Although the presentation was well-attended and organized, the audience was quiet, DeLucia said.

DeLucia decided to share his experience not only because of his contact with Gregg Fairbrothers ’76, founder of the Dartmouth Entrepreneur Network and the host of the series, but also because of the College’s community.

ExL events occur every Tuesday in a different Greek house, beginning Jan. 6 and running through March 3.

Aside from ExL, programs such as faculty dinners sponsored by Greek houses bring students, faculty and alumni together.

Taylor Watson ’16, former academic chair at Sig Ep, said that his fraternity has organized numerous discussions with faculty and alumni focused on both entrepreneurship and experiential learning, among other topics. Recently, Sig Ep hosted economics professors Charles Wheelan ’88 and Marjorie Rose to discuss topics such as personal finance with an emphasis on their own experiences.
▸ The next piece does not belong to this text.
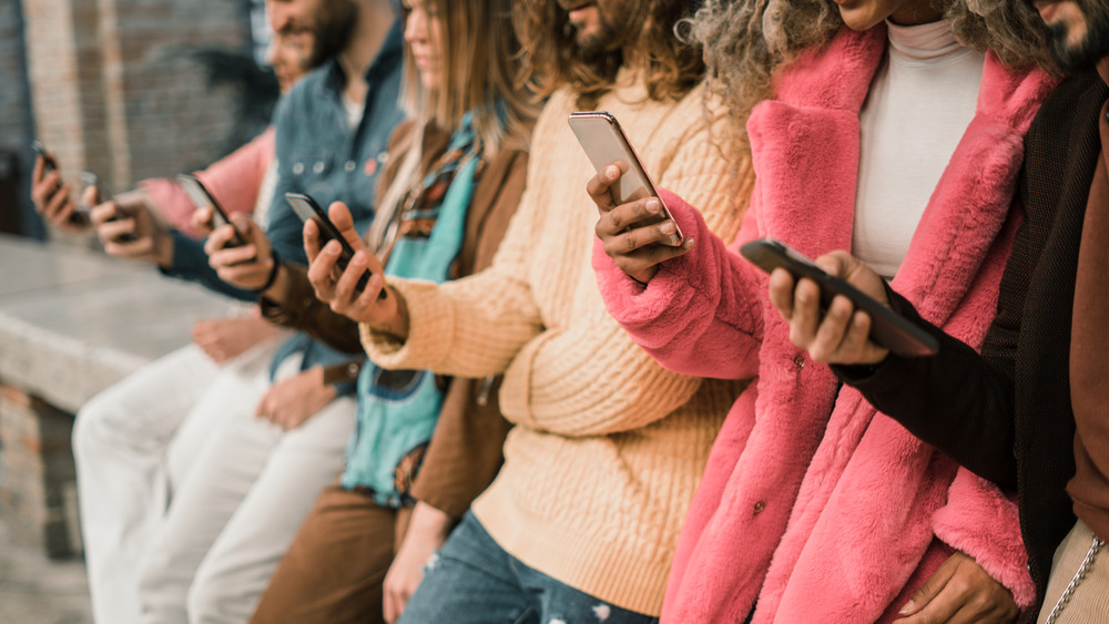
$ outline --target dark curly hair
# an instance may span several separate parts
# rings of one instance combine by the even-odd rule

Watson said that it can be challenging to provoke a great deal of interest in such events among students. Appropriate topic selection and thorough advertisement are key to raising turnout, he said.

“You basically have to pick professors people know, pick interesting subjects, interesting food and advertise it well,” he said.

Alpha Chi Alpha fraternity, which has not been involved in ExL, hosted Andrew Seidman ’09 in a discussion about risk evaluation, poker and entrepreneurship recently, president Noah Reichblum ’15 said.

Reichblum also emphasized the ability of Greek organizations to bring together student leaders from around campus in one place to foster academics and entrepreneurial efforts.

“Within Alpha Chi, academics do take a priority,” he said.

Greek organizations do not have a common agenda for academic events, Watson said. They typically organize their events separately, and he noted that the prioritization of members’ interests dissuades houses from working together to host events.

“The real goal of bringing academics and Greek life together is to put academics outside the context they’re traditionally viewed in,” Taylor said.

Panhellenic Council vice president for public relations Jessica Ke ’15 said that each Panhell member organization plans its own events, but Panhell may fund events hosted by multiple member chapters.

“Every house tries to emphasize things that are important to its members,” Ke said.

While College President Phil Hanlon has emphasized experiential learning, neither ExL nor other Greek programs are directly affiliated with the College’s efforts.

“It’s exciting to see that President Hanlon is on board with experiential learning throughout the College and that he embraces that throughout the Greek system,” Turner said.

The presidents of numerous Greek organizations either declined to comment or did not respond to requests seeking comment by press time.